LONDON, June 27 (Reuters) - The world will reach a turning point next year when for the first time most of its population will be living in towns and cities, a U.N. agency said on Wednesday, warning the change must be managed carefully.
Unless urban planners make provision for this inevitability, particularly in the developing world, towns and cities risk being swamped, Thoraya Obaid, head of the U.N. population fund (UNFPA) said.
"Urban growth is happening. It is inevitable," Obaid told Reuters as the organisation's State of the World Population 2007 report was published.
"But unless you manage it, it will manage you and could become a hotbed of political unrest and armed conflict."
The United Nations has sounded the warning several times before, most notably in U.N. Habitat's 2003 report on the growth of slums which are home to a third of the world's urban population.
But the UNFPA's latest report is the clearest message yet.
It says by 2008 more than 3.3 billion of the earth's 6.6 billion people will be urbanised, rising to five billion in 2030. Most will be in developing countries, living in cities in low-lying coastal areas at high risk from flooding due to global warming.
Between 2000 and 2030, Asia's urban population will double to 2.6 billion people, while Africa's will more than double to 742 million from 294 million. In Latin America and the Caribbean it will surge to 609 million from 394 million.
"If we want to capitalise on the potential of this urban migration then we should change our mindset," Obaid said.
Policies have to be changed and the proper investments and programmes have to be made," she said. "Slums, poverty and violence exist because urban growth has not been well managed."
Obaid said rather than try to keep back the tide of urban migration as is generally the case, urban planners had to set aside land with basic services like water, shelter and sanitation to accommodate them.
That would allow for proper spatial planning and avoid the unfettered mushroom-like growth of slums, and also bring incoming people into the urban fold and the local economy -- particularly women and the young.

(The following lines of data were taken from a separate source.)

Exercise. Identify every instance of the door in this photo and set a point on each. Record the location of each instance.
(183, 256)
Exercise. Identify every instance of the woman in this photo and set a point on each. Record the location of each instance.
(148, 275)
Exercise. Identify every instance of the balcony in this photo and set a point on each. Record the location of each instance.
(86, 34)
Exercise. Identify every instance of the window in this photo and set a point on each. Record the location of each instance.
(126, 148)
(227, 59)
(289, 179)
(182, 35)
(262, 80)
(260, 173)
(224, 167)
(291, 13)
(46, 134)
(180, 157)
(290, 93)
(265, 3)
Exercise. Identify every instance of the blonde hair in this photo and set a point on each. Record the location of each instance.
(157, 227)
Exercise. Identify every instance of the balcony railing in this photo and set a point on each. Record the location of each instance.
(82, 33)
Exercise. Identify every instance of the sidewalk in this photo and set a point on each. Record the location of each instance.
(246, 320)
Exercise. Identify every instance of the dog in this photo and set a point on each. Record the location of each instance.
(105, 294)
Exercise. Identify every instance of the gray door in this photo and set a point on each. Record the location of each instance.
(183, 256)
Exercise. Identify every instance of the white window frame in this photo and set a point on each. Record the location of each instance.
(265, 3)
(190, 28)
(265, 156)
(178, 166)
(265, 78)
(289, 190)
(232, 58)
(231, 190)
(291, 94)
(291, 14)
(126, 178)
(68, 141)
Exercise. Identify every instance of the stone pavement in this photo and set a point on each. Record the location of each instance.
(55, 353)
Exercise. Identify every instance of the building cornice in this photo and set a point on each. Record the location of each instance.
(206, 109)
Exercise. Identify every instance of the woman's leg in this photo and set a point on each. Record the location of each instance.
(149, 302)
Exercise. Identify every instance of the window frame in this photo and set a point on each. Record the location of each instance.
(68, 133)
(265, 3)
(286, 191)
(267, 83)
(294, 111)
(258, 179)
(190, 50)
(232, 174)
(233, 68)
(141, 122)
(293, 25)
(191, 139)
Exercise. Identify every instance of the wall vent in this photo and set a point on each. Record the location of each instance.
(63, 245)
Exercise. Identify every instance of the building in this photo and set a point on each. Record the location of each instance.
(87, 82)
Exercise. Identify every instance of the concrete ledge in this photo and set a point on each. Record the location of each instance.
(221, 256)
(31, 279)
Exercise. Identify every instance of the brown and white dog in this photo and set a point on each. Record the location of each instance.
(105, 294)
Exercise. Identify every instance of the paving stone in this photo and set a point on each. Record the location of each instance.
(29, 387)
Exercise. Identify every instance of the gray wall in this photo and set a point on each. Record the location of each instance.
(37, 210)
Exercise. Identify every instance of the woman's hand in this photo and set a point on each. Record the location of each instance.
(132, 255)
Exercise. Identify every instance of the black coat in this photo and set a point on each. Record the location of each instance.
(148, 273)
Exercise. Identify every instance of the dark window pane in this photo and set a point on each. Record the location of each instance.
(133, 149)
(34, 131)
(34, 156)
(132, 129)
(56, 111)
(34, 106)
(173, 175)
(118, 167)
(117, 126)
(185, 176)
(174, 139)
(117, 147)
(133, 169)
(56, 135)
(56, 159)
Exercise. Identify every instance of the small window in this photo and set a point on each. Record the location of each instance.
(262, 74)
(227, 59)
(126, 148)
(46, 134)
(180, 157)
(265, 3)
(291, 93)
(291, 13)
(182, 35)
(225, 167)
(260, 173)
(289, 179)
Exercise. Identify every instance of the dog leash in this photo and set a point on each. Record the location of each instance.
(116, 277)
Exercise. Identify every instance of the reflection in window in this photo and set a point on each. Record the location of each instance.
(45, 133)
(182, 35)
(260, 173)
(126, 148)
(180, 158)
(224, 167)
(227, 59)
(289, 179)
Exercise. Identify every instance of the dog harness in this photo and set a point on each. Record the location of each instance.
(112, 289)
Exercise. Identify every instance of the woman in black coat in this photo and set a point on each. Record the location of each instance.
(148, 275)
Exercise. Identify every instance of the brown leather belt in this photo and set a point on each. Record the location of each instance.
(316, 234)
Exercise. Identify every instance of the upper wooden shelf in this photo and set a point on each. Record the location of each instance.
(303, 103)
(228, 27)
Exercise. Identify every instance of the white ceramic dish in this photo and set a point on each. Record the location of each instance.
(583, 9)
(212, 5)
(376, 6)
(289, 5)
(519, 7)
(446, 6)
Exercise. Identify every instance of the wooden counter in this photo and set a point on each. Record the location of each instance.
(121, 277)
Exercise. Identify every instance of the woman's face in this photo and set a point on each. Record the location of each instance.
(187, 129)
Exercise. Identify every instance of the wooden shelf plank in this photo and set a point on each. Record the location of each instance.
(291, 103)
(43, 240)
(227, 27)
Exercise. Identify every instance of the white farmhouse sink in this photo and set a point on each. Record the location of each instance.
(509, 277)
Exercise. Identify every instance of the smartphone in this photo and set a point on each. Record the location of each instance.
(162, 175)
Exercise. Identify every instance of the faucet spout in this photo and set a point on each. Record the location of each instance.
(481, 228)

"Urbanisation is a force for good if it is well harnessed and well managed," Obaid said, noting greater independence for urban women and better access to health and family planning facilities.
But unplanned urbanisation bred poverty and hopelessness and handed gangsters and unscrupulous local politicians a ready market for exploitation and abuse.
The report noted that, contrary to expectations a decade ago, megacities -- those with more than 10 million people -- were not where most growth was now taking place.
Instead, the expansion was occurring in cities of half a million people or less which had largely escaped planners' attentions to date. These cities had few facilities and even fewer plans to cope with their burgeoning populations.
"We have to try to change the way people think and act, and we must start now, before it is too late," Obaid said.